El Gobierno nacional formalizó este jueves la intervención del puerto de Ushuaia por el término de un año, luego de una serie de inspecciones que habrían detectado irregularidades financieras, deficiencias operativas y problemas de seguridad en la principal terminal marítima de Tierra del Fuego. La decisión fue dispuesta por la Agencia Nacional de Puertos y Navegación (ANPYN) mediante la Resolución 4/2026, publicada en el Boletín Oficial.
Según lo establecido en la normativa, la administración operativa, técnica y administrativa del puerto quedará a cargo del Estado nacional durante el período de intervención, con la posibilidad de extender ese plazo si las anomalías detectadas no son subsanadas. La resolución lleva la firma del director ejecutivo de la ANPYN, Iñaki Arreseygor.
De acuerdo a los fundamentos oficiales, las inspecciones realizadas durante el año pasado evidenciaron presuntos desvíos de fondos que debían ser destinados al mantenimiento y mejora de la infraestructura portuaria, pero que habrían sido utilizados para otros fines dentro de la administración provincial.
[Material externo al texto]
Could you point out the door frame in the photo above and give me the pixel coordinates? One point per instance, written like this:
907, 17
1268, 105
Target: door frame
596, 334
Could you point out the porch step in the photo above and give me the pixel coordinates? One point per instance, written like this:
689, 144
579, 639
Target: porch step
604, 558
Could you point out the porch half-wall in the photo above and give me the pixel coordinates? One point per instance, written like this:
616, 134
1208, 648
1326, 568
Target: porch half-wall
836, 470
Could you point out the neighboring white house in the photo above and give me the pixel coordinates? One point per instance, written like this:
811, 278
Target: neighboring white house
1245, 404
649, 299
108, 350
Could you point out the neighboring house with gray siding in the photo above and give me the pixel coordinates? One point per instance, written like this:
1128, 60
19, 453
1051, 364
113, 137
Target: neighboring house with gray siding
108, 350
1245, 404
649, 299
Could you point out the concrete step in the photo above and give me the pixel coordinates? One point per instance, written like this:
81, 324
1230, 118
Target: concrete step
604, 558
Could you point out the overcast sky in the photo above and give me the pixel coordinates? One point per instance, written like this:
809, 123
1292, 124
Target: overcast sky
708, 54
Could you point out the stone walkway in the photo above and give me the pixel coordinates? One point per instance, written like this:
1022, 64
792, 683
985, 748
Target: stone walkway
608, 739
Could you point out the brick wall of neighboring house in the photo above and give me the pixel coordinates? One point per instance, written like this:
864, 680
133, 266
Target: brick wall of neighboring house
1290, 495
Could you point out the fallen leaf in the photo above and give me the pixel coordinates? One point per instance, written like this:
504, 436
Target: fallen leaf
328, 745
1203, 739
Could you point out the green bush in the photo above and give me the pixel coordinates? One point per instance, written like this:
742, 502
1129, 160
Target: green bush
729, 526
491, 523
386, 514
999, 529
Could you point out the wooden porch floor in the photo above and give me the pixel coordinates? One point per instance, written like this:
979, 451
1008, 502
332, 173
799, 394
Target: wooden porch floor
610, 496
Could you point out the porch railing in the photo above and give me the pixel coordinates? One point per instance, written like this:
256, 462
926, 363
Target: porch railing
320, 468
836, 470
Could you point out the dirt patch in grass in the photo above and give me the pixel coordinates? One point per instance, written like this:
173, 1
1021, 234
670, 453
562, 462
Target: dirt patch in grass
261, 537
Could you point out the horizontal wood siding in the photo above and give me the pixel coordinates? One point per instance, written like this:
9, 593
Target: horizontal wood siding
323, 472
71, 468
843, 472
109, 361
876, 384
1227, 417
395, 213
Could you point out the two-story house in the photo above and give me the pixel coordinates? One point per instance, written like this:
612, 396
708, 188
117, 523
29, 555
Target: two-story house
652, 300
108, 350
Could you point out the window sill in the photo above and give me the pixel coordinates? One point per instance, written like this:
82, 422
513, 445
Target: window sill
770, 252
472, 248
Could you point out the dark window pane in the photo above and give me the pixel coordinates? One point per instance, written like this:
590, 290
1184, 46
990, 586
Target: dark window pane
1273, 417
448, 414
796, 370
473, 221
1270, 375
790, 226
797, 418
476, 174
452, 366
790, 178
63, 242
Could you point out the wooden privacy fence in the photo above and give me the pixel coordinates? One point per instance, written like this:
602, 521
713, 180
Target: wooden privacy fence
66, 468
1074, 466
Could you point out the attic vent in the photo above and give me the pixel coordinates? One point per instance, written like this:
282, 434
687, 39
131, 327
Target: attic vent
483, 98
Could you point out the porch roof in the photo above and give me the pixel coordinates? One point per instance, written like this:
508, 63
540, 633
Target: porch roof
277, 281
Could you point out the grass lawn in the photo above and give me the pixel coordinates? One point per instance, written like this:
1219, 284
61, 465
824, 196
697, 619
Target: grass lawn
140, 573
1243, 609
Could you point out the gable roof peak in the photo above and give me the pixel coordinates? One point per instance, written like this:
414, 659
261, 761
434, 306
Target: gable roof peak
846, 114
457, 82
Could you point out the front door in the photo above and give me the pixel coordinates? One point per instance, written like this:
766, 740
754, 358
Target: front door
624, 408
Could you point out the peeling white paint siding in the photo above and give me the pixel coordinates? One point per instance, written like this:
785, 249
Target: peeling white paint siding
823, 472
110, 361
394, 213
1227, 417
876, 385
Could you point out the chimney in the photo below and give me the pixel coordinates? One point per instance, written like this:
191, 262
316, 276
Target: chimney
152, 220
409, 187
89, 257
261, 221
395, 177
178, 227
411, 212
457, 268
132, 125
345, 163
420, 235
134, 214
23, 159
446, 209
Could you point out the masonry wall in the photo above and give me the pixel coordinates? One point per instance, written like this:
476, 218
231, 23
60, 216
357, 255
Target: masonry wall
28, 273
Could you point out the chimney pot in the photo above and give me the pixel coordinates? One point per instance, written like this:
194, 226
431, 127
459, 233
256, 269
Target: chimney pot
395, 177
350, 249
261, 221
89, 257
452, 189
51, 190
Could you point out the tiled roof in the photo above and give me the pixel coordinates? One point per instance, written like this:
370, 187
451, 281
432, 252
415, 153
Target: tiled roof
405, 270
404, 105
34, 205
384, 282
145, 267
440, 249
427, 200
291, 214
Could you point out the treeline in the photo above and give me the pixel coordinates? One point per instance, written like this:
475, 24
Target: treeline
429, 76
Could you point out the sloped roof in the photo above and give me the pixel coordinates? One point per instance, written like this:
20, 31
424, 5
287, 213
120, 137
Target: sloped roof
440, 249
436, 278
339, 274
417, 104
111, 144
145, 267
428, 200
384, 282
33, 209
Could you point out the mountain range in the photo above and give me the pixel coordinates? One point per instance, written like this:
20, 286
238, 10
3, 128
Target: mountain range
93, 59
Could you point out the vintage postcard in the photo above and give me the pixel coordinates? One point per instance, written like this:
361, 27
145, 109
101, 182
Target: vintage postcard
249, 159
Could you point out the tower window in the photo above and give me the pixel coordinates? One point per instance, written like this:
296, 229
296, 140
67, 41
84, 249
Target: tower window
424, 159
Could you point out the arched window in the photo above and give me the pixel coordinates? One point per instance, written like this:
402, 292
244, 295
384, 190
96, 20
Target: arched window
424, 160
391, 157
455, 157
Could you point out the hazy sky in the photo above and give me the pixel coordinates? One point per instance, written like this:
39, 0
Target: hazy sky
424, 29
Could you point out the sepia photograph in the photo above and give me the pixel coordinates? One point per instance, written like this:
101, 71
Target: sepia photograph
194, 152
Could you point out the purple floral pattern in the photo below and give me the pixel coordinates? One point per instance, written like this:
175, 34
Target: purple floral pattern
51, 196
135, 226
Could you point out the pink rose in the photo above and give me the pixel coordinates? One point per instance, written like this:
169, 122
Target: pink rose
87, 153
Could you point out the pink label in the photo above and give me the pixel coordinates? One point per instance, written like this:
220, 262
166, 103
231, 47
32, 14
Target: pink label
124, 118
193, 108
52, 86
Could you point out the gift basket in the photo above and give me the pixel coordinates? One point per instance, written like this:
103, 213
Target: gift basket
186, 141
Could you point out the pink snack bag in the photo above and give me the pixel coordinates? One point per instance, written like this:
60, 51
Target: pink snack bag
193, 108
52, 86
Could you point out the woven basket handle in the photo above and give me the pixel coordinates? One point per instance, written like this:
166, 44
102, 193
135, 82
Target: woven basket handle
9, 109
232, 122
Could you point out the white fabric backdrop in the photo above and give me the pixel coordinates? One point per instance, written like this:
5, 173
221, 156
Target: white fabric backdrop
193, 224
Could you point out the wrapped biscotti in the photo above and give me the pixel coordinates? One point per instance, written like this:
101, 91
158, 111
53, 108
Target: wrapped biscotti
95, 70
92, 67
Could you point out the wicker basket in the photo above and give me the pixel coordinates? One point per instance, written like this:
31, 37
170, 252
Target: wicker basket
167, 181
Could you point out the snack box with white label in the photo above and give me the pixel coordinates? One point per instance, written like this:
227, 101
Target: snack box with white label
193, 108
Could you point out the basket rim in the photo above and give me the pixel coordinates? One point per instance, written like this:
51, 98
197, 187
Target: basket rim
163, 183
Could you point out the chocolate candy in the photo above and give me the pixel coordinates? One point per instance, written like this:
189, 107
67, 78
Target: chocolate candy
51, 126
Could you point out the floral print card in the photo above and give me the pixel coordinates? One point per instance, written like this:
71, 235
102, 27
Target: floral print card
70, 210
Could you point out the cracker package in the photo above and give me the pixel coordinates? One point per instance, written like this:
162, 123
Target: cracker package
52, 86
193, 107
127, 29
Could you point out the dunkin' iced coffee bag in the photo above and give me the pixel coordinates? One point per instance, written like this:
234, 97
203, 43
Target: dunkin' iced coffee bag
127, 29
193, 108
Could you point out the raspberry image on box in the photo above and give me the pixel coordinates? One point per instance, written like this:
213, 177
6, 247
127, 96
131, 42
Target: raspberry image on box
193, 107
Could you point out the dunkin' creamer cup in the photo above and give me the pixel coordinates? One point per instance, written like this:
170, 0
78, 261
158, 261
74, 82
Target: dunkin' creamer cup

Además, se señalaron falencias en los protocolos de seguridad, riesgos estructurales en el muelle y una falta de respuesta adecuada por parte de las autoridades locales ante requerimientos previos de regularización.
Desde el organismo nacional también indicaron que la decisión se tomó luego de reiteradas advertencias, denuncias de vaciamiento realizadas por trabajadores del sector y reclamos de empresas navieras que operan en la terminal, preocupadas por el estado general del puerto y la continuidad de las operaciones.
La intervención se produce en un momento clave para Ushuaia, en plena temporada de cruceros, lo que generó un inmediato cruce político entre la Nación y el gobierno fueguino. Desde la provincia aseguraron que la operatoria del puerto continúa desarrollándose con normalidad y rechazaron los argumentos expuestos por la administración nacional.
En ese marco, el gobierno de Tierra del Fuego, Antártida e Islas del Atlántico Sur confirmó que avanzará con una presentación judicial para intentar frenar la medida. Desde el entorno del gobernador Gustavo Melella señalaron que la intervención representa un “avasallamiento” sobre la autonomía provincial y que se está trabajando en una estrategia legal para que la Dirección Provincial de Puertos recupere el control efectivo de la terminal.
Mientras el conflicto se traslada al plano judicial, la intervención del puerto de Ushuaia abre un nuevo capítulo de tensión entre la administración de Javier Milei y las autoridades provinciales, con impacto en un sector estratégico para la economía y el turismo de la región austral del país.